Currencies Direct, which helps small businesses involved in export or import with currency conversion, said that the level of economic integration needed for such a move would "fly in the face" of the reasons behind a Yes vote.
Scottish ministers have called on Westminster politicians to agree to a so-called "sterling-zone", insisting the move would benefit both Scotland and the rest of the UK. But the Treasury has warned that such a move would be "extremely challenging".
Critics claim that even if a currency union could be agreed, it would mean severe restrictions on an independent Scotland's tax and spending.
Alistair Cotton, corporate dealer with Currencies Direct, said: "Currency union will not be agreed by either party as the level of economic integration needed on both sides flies in the face of the rationale behind independence."
He also called on pro-independence supporters keen for Scotland to go it alone with its own currency to give up that campaign.
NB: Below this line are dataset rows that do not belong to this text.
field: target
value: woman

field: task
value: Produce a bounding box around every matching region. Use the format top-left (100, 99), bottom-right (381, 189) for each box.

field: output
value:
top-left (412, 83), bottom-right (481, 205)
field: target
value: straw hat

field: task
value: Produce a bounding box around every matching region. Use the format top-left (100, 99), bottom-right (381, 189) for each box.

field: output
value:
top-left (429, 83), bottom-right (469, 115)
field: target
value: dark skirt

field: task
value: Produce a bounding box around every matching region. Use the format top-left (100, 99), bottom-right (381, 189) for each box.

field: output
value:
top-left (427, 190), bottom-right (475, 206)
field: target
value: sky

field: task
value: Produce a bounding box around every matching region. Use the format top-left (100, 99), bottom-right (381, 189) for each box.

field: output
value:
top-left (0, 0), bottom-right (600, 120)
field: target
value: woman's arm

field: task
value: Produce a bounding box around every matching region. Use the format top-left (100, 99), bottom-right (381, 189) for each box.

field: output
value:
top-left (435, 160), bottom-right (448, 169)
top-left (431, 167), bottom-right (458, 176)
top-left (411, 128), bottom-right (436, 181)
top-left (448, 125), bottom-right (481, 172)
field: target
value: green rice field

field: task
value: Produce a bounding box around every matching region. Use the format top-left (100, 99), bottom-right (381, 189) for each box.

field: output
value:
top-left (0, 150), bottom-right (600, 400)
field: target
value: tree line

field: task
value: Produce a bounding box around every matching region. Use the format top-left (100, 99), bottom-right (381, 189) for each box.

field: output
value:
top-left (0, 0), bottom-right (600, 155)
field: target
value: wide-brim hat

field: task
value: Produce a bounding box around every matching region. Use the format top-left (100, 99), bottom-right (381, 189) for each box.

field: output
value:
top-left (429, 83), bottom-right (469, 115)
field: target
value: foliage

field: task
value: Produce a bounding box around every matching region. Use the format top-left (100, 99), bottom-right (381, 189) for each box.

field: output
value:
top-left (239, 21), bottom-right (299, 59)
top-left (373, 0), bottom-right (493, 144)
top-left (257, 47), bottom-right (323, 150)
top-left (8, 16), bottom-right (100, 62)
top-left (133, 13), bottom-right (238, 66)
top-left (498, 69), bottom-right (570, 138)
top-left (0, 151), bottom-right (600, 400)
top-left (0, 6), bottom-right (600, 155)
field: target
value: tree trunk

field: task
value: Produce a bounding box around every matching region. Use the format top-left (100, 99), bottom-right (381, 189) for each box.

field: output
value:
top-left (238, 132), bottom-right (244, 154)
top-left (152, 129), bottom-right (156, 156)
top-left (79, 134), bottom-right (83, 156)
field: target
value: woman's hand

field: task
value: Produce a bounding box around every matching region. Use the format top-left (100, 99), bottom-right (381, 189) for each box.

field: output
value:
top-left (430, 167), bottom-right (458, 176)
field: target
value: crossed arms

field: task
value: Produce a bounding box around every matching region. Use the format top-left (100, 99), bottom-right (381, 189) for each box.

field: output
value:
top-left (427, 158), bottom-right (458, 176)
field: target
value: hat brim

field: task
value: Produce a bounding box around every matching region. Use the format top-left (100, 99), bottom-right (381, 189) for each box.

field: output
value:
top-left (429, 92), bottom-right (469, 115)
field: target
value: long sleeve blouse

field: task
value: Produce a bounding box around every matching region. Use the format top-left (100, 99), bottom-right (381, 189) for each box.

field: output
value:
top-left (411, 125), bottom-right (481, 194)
That idea should be "put to bed to stop it unnecessarily detracting from the referendum debate," he said.
And he warned that the idea of creating "a Central or Reserve Bank of Scotland fails to take into account the practical and financial hurdles of creating such a complex institution.
"It is a herculean task that should rank very low on Scotland's priorities at present.
"This is one situation where the harsh realities of the volatile foreign exchange market should take precedence over political point-scoring and nationalistic fervour."
At the weekend Alistair Darling, the leader of Better Together, said Alex Salmond must reveal his secret "Plan B" for Scotland's currency if calls for a sterling-zone fail.
Mr Darling said that "no one but a fool would go into a negotiation if they hadn't got a plan B",
A Scottish Government spokesman said: "An independent Scotland will keep the pound as part of a Sterling Area alongside taking on full responsibility for levels of taxation, revenues and public spending in Scotland.
"The pound is as much Scotland's as it is the rest of the UK's and the Scottish Government has put forward sensible proposals for a formal monetary union that would ensure both governments had full flexibility over their fiscal policies.
"A currency union is in the UK's interests due to the contribution Scotland makes to the Sterling Area, including its contribution to the UK's balance of payments. The UK exports more to Scotland than to Brazil, South Africa, Russia, India, China and Japan put together."